Heat Treatments and Recovery

As we just saw in Section 12.6.7, metals can be strengthened by "cold working" them to add more dislocations which then repel one another, making it harder for dislocations to move. This can be reversed by heating up the material, a process known as annealing. When you heat up the material, diffusion increases and dislocations have more energy to move. Some of them will migrate to the surface of the material and annihilate there. Others will move towards dislocations of opposite sign and annihilate as we saw in Video 12.6.1. This process reduce the overall strain energy in the lattice and allows the remaining dislocations to move more easily. Substantial recovery will occur starting at around half of the melting temperature of a material $T=0.5T_M$.

Annealing can also affect other strengthening mechanisms as well. For example, we saw in Section 12.6.5 that reducing grain size will generally strengthen a material. Annealing will cause some grains to grow and some to shrink and eventually disappear, thus affecting the strength of the material. Annealing can also cause the sizes and distributions of precipitates to change.

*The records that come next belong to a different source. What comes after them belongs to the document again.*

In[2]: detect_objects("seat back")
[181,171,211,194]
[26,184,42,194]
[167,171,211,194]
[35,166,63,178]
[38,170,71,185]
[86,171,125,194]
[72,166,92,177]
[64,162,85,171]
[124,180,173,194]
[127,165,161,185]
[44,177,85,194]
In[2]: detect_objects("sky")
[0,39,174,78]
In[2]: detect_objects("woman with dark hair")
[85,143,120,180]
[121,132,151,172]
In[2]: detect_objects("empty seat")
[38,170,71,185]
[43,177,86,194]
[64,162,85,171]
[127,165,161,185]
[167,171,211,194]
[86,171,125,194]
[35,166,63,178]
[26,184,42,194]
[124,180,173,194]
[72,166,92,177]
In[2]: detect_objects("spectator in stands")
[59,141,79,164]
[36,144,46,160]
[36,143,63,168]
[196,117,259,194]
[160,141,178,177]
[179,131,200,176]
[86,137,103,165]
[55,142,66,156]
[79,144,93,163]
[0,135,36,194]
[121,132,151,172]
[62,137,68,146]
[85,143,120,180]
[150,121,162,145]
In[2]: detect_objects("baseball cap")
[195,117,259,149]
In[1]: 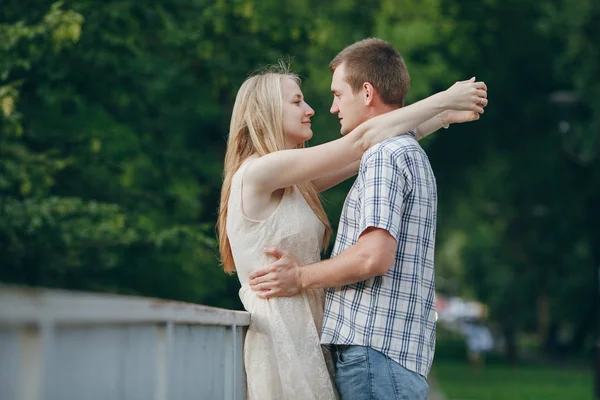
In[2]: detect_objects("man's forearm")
[300,248,380,290]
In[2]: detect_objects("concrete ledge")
[0,285,250,326]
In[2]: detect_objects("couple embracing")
[217,38,488,400]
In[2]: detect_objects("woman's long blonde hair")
[217,64,331,274]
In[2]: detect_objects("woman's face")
[281,77,315,149]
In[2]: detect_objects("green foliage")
[433,361,593,400]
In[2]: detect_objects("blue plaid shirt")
[321,134,437,377]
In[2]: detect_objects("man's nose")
[329,100,340,114]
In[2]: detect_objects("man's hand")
[441,110,480,125]
[250,248,302,299]
[444,78,487,113]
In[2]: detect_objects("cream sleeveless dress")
[227,161,337,400]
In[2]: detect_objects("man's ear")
[362,82,375,106]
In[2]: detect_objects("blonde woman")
[217,64,483,400]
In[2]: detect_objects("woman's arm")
[415,109,487,140]
[244,81,485,193]
[312,160,360,192]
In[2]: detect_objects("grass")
[432,359,593,400]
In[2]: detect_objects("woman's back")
[227,162,325,285]
[227,162,336,400]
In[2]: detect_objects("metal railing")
[0,285,250,400]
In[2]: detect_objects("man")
[250,39,487,400]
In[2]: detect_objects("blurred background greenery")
[0,0,600,399]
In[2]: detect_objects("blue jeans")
[331,345,429,400]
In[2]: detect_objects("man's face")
[329,63,368,135]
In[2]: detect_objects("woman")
[217,64,483,400]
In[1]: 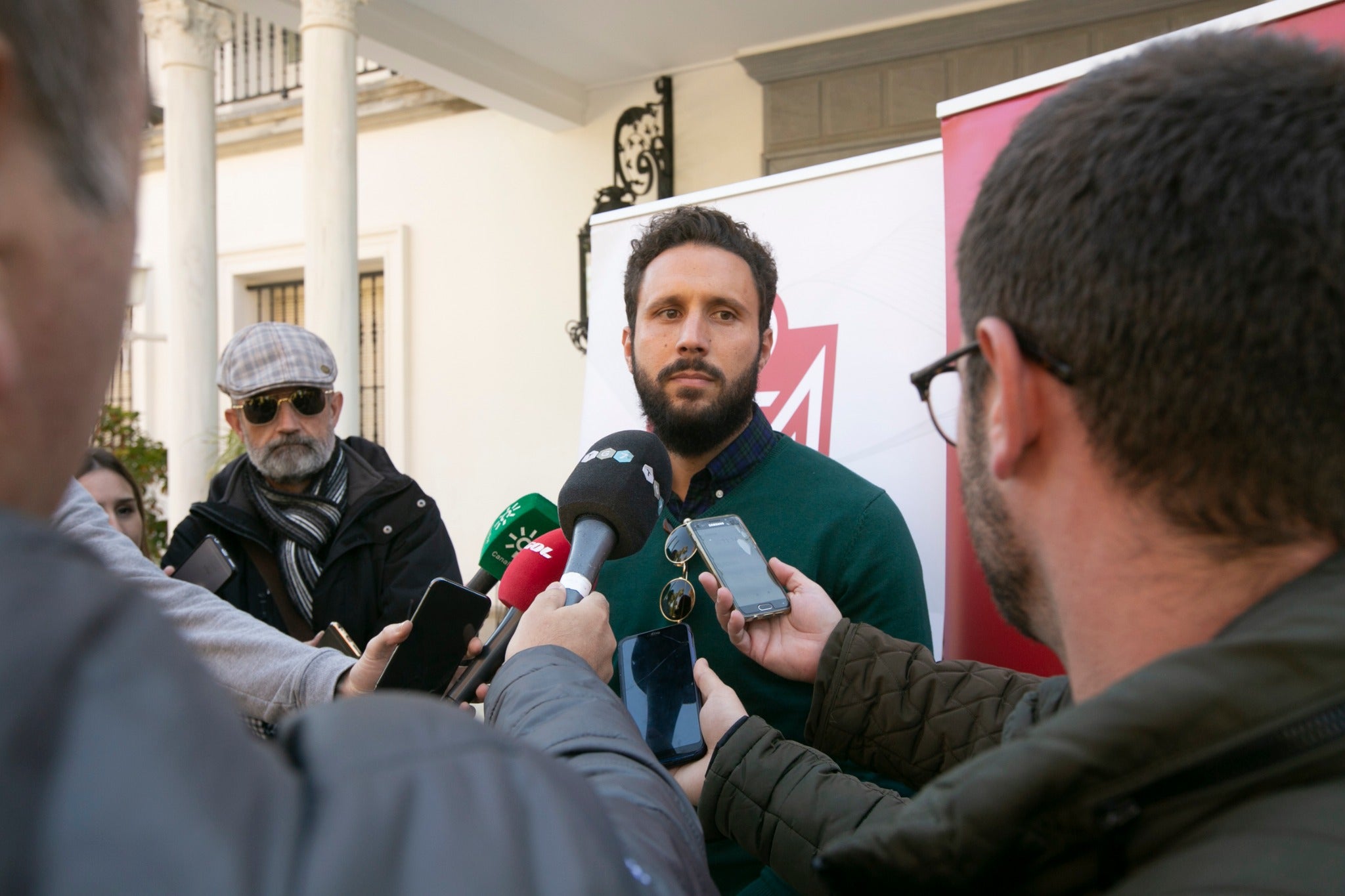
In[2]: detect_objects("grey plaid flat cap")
[215,321,336,400]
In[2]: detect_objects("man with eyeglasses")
[664,33,1345,896]
[598,205,931,893]
[163,322,461,649]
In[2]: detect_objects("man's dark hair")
[958,33,1345,551]
[625,205,778,333]
[0,0,140,211]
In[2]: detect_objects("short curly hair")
[958,32,1345,552]
[625,205,779,333]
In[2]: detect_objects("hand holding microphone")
[504,583,616,683]
[444,529,570,702]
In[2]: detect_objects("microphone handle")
[467,570,499,594]
[561,516,616,607]
[444,607,523,704]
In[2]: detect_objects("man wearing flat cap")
[163,322,461,649]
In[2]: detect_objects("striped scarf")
[248,442,345,625]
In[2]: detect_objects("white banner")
[580,141,947,654]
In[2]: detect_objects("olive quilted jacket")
[699,553,1345,896]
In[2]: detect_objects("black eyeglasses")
[234,385,335,426]
[659,520,695,622]
[910,328,1074,447]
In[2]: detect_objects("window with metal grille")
[104,308,135,411]
[248,271,387,442]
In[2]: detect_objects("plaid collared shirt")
[667,403,783,523]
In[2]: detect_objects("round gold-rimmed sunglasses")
[659,520,695,622]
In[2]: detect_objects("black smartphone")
[686,513,789,620]
[616,622,705,765]
[172,534,234,591]
[317,622,359,660]
[374,579,491,696]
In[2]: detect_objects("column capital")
[140,0,232,71]
[299,0,368,33]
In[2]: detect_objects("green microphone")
[467,492,561,594]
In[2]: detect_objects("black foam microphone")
[557,430,672,606]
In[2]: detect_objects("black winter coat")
[0,509,713,896]
[163,437,463,649]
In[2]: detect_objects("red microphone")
[444,529,570,702]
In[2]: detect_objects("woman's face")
[79,469,145,548]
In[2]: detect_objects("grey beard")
[248,431,336,485]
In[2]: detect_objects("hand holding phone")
[701,557,841,683]
[682,513,789,619]
[374,579,491,696]
[670,657,748,806]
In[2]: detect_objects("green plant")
[90,404,168,557]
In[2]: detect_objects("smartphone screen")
[690,513,789,619]
[617,622,705,765]
[172,534,234,591]
[374,579,491,696]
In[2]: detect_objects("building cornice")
[738,0,1231,83]
[140,75,481,173]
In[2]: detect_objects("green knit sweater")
[597,438,931,892]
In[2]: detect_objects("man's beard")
[958,408,1046,641]
[631,349,761,457]
[245,431,336,485]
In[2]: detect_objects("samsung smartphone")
[374,579,491,696]
[686,513,789,620]
[172,534,234,591]
[317,622,359,660]
[616,622,705,765]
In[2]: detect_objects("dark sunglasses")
[659,520,695,622]
[234,385,335,426]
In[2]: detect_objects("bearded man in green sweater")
[598,207,931,893]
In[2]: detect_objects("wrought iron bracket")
[565,75,672,353]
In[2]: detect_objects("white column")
[141,0,230,530]
[300,0,363,435]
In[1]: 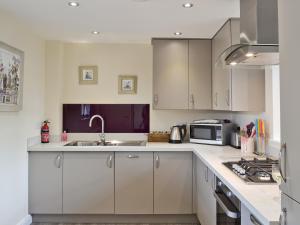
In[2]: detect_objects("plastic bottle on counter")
[61,130,68,142]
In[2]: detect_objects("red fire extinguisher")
[41,120,50,143]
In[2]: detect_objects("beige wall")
[0,11,45,225]
[46,41,230,133]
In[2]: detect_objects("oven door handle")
[214,192,241,219]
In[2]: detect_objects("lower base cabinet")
[154,152,193,214]
[63,152,114,214]
[196,157,217,225]
[115,152,153,214]
[28,152,63,214]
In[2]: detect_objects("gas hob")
[223,158,278,184]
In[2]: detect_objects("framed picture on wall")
[79,66,98,84]
[0,42,24,111]
[119,75,137,94]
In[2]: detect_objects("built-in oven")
[190,120,232,145]
[214,178,241,225]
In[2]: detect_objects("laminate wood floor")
[31,223,199,225]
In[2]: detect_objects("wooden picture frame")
[118,75,138,94]
[79,66,98,85]
[0,41,24,112]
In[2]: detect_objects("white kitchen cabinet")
[152,39,211,109]
[212,18,265,112]
[152,39,189,109]
[28,152,63,214]
[241,203,267,225]
[189,39,212,109]
[154,152,193,214]
[196,157,217,225]
[115,152,153,214]
[63,152,114,214]
[212,20,231,110]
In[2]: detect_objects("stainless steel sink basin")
[64,140,147,146]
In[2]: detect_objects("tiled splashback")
[63,104,150,133]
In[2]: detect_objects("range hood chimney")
[223,0,279,66]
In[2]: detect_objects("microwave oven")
[190,120,233,145]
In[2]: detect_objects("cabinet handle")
[128,154,139,159]
[226,89,230,106]
[190,94,195,108]
[279,208,287,225]
[278,143,286,183]
[250,214,262,225]
[155,154,160,168]
[205,167,208,182]
[215,92,218,107]
[154,95,158,105]
[106,155,113,168]
[55,154,62,169]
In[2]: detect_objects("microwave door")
[190,125,216,140]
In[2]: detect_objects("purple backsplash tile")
[63,104,150,133]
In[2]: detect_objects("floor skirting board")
[32,214,199,225]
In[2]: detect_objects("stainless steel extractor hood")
[221,0,279,66]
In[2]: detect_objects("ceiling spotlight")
[246,52,254,58]
[68,2,79,7]
[182,2,194,8]
[174,32,182,36]
[92,30,100,35]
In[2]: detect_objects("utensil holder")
[241,137,255,156]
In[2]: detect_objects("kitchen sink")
[64,140,147,146]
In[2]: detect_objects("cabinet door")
[115,152,153,214]
[278,1,300,203]
[153,40,189,109]
[189,40,212,109]
[241,203,263,225]
[232,68,265,112]
[212,20,231,110]
[63,152,114,214]
[196,158,217,225]
[154,152,193,214]
[28,152,63,214]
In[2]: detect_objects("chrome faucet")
[89,115,105,143]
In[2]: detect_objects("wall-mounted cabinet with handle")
[154,152,193,214]
[212,18,265,112]
[152,39,211,109]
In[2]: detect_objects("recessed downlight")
[92,30,100,35]
[182,2,194,8]
[174,32,182,36]
[68,1,79,7]
[246,52,254,58]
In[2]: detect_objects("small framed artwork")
[0,42,24,112]
[119,75,137,94]
[79,66,98,84]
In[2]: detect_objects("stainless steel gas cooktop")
[223,158,278,184]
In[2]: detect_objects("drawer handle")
[250,214,262,225]
[214,192,241,219]
[107,155,113,168]
[128,154,139,159]
[155,154,160,169]
[55,154,62,169]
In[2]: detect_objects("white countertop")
[28,142,281,224]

Exercise 12.7.1: Plumbing the Depths of Understanding
Not Currently Assigned

Lead is a metal with an interesting combination of properties: it is dense, ductile, and inert. It is also relatively easily extracted from galena and as such, inexpensive. It also has a low melting temperature $T_{\text{M}} = 600\,\text{K}$. Take 2-3 minutes on this.


  1. Let's say you've been living under a rock for 80 years, and you decide to install lead pipe in your house. Which of the following techniques could you use to strengthen the pipe prior to installation? Explain why each would/wouldn't work.

    • Annealing to remove dislocations.
    • Strain-hardening the pipe.
    • Alloying lead with antimony to create a solid solution.
    • Alloying the lead with copper to acquire a Cu-rich precipitate.